I took a different approach in my courses, choosing to present those contexts to my students for the topics we covered (because of time constraints, my recent intro psychology courses didn’t cover each chapter). We also discussed problematic elements where they arose, and explored the relevance of historical findings to people’s lives today. This might be most clear in some areas of developmental psychology, where age ranges for developing certain cognitive skills have shifted since they were first identified and described. Cultural and social issues were considered in many topics too.
In other words, I built my courses around my long-held belief and hope that psychology would increase our understanding of ourselves and improve our functioning. I hoped to give my students a basis for seeing and understanding where psychology is now, and how it can improve. I wanted them to understand that it isn’t wise to think of ourselves as “brains in meatsacks”, slaves to brain chemicals and hormones. And yes, I introduced them to the ecological theory, as a more holistic and realistic approach to psychological research. I didn’t want nor expect them all to agree with it, of course. I just wanted them to understand that how a psychologist builds a theory affects the research process and the findings they’ll get.
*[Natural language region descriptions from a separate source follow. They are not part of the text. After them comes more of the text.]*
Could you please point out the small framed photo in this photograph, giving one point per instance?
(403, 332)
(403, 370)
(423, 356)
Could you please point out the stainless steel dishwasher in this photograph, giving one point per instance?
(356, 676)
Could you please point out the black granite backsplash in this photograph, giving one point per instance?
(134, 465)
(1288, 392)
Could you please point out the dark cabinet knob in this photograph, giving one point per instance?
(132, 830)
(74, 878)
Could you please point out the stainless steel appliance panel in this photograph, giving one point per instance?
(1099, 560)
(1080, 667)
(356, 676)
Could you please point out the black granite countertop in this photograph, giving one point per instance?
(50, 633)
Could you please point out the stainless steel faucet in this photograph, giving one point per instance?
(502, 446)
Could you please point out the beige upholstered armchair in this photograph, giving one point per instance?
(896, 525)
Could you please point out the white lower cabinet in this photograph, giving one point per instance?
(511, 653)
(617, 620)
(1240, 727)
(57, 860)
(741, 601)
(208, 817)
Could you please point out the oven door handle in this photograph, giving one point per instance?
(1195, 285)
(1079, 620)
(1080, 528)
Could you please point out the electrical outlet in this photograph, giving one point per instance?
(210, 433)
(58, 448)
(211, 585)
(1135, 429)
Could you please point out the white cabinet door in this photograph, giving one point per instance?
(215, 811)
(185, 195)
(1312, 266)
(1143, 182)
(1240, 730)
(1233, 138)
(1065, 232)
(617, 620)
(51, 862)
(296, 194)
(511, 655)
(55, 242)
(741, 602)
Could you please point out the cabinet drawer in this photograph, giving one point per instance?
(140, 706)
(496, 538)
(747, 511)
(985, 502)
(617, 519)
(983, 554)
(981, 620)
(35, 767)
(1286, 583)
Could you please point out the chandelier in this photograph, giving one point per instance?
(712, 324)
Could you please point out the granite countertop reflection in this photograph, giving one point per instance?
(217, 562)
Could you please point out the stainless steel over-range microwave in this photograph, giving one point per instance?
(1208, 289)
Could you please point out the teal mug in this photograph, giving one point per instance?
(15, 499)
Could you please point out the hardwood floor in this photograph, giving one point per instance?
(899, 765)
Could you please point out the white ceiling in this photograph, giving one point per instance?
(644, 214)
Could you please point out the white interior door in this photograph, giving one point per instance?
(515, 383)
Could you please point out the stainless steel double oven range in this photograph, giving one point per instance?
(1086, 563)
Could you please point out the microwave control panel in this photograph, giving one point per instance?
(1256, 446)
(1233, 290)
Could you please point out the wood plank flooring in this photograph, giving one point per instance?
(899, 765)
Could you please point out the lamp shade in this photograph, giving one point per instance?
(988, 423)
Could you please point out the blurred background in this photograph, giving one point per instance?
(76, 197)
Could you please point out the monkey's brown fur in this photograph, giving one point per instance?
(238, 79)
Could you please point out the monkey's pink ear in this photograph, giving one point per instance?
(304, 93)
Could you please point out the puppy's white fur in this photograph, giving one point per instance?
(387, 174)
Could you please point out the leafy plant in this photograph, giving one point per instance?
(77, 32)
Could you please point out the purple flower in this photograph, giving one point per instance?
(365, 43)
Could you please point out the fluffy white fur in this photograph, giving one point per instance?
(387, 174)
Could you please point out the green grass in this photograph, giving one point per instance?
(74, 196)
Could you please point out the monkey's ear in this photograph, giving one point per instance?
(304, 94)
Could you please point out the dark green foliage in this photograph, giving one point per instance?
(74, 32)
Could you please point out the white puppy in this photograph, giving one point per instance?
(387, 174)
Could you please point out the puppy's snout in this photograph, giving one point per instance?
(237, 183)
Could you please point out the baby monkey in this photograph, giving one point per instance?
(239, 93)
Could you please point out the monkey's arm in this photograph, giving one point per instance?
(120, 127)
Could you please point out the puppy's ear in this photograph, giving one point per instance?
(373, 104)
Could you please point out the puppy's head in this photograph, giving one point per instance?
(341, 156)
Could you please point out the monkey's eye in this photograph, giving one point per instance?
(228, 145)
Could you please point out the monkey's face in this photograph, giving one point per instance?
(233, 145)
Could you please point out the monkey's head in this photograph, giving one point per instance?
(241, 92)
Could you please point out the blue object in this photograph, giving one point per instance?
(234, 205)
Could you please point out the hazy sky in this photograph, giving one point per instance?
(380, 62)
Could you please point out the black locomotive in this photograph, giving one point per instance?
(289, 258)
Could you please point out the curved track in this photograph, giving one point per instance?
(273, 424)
What’s the best way forward?
In my years of teaching, I’ve encountered many students who are suspicious about psychology. Some don’t see any value in it. Others think that they’ll learn how to read and/or influence people, and are disappointed when I don’t focus on that. Many think of psychology only in a mental health context, and are disappointed when they see that’s just a couple of weeks at the end of the term.
I think much of this stems from a similar origin as my frustration with psychology: it’s been oversold—especially since it’s a fairly young social science—and has under-delivered. Assumptions have become implicit foundations of many psychological theories, which has led much research into the weeds rather than to a realistic, holistic, dynamic approach.
This state is much more dangerous to psychology than the ongoing replication crisis. And I’ve barely scratched the surface here. I’m not planning to focus heavily on my crotchety discontents, but now that I’ve gotten a deeper understanding of them, I’ll probably return to the topic a few times.